Under the waters of the North Atlantic, hundreds of meters of seaweed rope lines used to farm algae are being strung up—the magic ingredient, a growing clutch of startups believe, in fighting climate change. While 97 percent of seaweed farming currently happens in Asia, British companies are looking to muscle in on the $13.3 billion industry—and maximize on the natural advantages their location brings to regenerate the planet.
Given the scale of Asia's operation, the U.K. has its work cut out. But it's a challenge that Olly Hicks believes is worthwhile "in myriad different ways." Hicks, the first person to row solo across the Atlantic from the U.S. to the U.K., is the founder of Algapelago, an algae farm in Bideford Bay, four miles from the coast of North Devon in southwest England. He has secured a license to cultivate a nearly 300-acre area along with his cousin Humphrey Atkinson, product manager at Notpla, a startup that uses seaweed as a biodegradable replacement for single-use plastics.
While Notpla and other enterprises focus on harnessing the aquatic plant for packaging, food, and cosmetics, Algapelago is working on a less common use for the slimy stuff: cow feed. A 2021 study from the University of California, Davis found that mixing a small amount of seaweed into cow feed over five months reduced Earth-polluting methane emissions by 82 percent—making it a potential green goldmine.

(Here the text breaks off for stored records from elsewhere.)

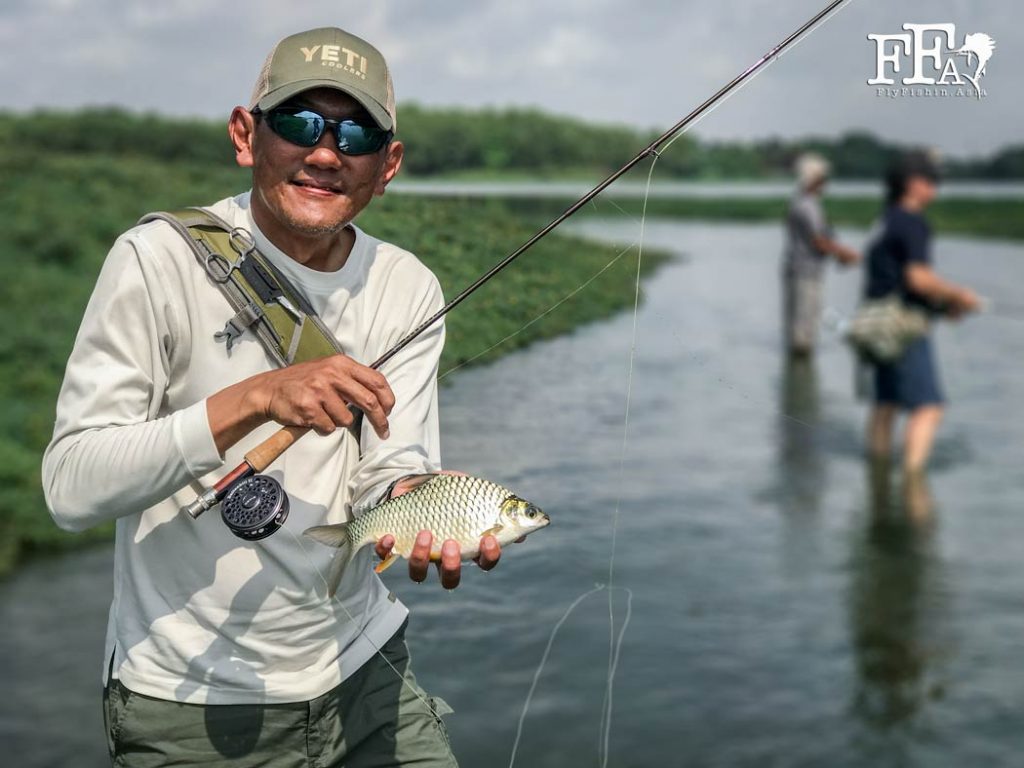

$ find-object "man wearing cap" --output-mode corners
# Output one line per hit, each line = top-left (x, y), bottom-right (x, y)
(42, 27), (483, 766)
(782, 152), (861, 357)
(864, 151), (980, 472)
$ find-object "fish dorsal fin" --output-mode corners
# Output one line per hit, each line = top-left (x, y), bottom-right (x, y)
(391, 473), (442, 497)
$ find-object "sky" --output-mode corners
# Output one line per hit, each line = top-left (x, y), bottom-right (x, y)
(1, 0), (1018, 158)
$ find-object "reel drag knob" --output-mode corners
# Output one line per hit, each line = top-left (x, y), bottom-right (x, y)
(220, 475), (290, 541)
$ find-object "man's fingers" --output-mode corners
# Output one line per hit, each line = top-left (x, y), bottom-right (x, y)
(331, 379), (390, 439)
(375, 534), (395, 560)
(476, 535), (501, 571)
(320, 397), (355, 432)
(346, 363), (396, 416)
(439, 539), (461, 589)
(408, 531), (432, 583)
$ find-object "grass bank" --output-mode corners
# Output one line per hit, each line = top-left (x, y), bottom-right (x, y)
(0, 152), (668, 576)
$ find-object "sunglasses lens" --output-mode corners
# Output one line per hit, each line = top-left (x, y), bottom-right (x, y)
(265, 109), (391, 155)
(267, 110), (324, 146)
(335, 121), (389, 155)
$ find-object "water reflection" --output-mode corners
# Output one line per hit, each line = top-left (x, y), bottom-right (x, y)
(776, 356), (825, 517)
(848, 462), (949, 729)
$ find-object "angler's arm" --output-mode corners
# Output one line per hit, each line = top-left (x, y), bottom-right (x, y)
(905, 263), (979, 313)
(800, 201), (859, 265)
(812, 234), (860, 265)
(41, 236), (223, 532)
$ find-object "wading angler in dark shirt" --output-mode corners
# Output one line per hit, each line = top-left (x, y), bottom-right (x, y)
(865, 205), (944, 408)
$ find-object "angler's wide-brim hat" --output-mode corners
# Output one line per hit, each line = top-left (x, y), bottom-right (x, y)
(249, 27), (397, 131)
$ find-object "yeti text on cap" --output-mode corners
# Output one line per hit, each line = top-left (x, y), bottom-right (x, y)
(299, 43), (368, 80)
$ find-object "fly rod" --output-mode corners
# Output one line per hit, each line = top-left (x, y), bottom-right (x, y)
(184, 0), (853, 533)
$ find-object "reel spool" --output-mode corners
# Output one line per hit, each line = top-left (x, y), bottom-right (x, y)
(220, 474), (290, 540)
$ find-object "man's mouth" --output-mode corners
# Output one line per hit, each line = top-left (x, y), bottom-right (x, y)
(291, 179), (342, 195)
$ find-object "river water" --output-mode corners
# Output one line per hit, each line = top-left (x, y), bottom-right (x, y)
(2, 219), (1023, 767)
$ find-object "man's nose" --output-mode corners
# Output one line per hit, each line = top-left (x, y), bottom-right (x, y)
(304, 130), (344, 167)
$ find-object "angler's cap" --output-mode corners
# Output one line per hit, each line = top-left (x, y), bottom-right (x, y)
(249, 27), (397, 131)
(795, 152), (831, 189)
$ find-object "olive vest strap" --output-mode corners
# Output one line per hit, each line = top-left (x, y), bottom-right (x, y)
(138, 207), (344, 367)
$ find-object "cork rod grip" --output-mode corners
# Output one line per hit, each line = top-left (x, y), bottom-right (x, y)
(244, 425), (310, 472)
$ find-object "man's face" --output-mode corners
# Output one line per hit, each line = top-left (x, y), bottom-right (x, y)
(906, 175), (938, 208)
(232, 88), (403, 244)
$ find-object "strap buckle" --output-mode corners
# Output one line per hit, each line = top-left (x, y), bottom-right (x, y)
(213, 302), (268, 350)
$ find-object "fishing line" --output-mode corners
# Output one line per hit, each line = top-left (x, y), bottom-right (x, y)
(506, 585), (633, 768)
(504, 155), (655, 768)
(600, 154), (656, 768)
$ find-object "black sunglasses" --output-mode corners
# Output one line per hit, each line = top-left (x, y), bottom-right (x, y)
(254, 107), (393, 156)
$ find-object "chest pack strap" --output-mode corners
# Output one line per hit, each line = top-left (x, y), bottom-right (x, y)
(138, 208), (344, 367)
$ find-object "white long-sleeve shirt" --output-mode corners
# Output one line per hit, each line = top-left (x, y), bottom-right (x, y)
(41, 192), (445, 704)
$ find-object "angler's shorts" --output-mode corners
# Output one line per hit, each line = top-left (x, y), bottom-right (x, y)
(102, 620), (457, 768)
(783, 273), (824, 353)
(873, 335), (945, 410)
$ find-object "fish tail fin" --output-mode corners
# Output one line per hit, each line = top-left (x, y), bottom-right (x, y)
(304, 522), (358, 597)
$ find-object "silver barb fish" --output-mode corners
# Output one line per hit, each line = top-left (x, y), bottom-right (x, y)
(304, 474), (550, 594)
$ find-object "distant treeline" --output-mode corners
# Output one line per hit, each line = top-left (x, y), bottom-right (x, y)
(1, 105), (1021, 179)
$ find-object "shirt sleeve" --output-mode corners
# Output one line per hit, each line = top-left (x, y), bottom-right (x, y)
(347, 272), (445, 514)
(41, 233), (223, 532)
(900, 214), (931, 266)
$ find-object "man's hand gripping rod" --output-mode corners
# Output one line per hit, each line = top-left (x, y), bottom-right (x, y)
(183, 0), (852, 521)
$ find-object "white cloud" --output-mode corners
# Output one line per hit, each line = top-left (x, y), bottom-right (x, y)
(0, 0), (1018, 156)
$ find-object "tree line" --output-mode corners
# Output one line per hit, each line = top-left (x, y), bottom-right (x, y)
(1, 105), (1020, 179)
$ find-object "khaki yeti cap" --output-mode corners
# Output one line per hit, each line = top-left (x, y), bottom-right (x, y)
(249, 27), (397, 131)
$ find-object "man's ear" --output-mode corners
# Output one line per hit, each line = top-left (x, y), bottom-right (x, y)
(375, 140), (404, 196)
(228, 107), (257, 169)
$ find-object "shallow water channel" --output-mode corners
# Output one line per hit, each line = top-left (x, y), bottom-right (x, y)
(3, 219), (1023, 767)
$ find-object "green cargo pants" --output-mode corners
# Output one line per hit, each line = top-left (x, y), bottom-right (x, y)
(102, 622), (457, 767)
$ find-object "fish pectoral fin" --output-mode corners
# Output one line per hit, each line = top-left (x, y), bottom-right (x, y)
(480, 524), (504, 539)
(374, 554), (400, 574)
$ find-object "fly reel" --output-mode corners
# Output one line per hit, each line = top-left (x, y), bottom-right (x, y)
(220, 474), (290, 540)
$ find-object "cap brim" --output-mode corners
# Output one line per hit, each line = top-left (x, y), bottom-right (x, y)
(256, 79), (393, 131)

Algae production for commercial use tripled globally between 2000 and 2019, and the appetite for more appears to be blooming in Britain. Between 2016 and 2022, the number of commercial seaweed enterprises in the U.K. rose from one to 10. Last year, the Scottish Association for Marine Science set up the Seaweed Academy in Oban in the West Highlands as a result of the influx of calls from people wanting to set up algae farms of their own. Despite the rising interest, these small-scale offerings are eons away from the organizations churning out the majority of the world's 36 billion annual tonnes of algae. And typically, the smaller the company, the less likely they are to rely on the cheap labor and mechanized processes employed by many of Asia's most lucrative firms.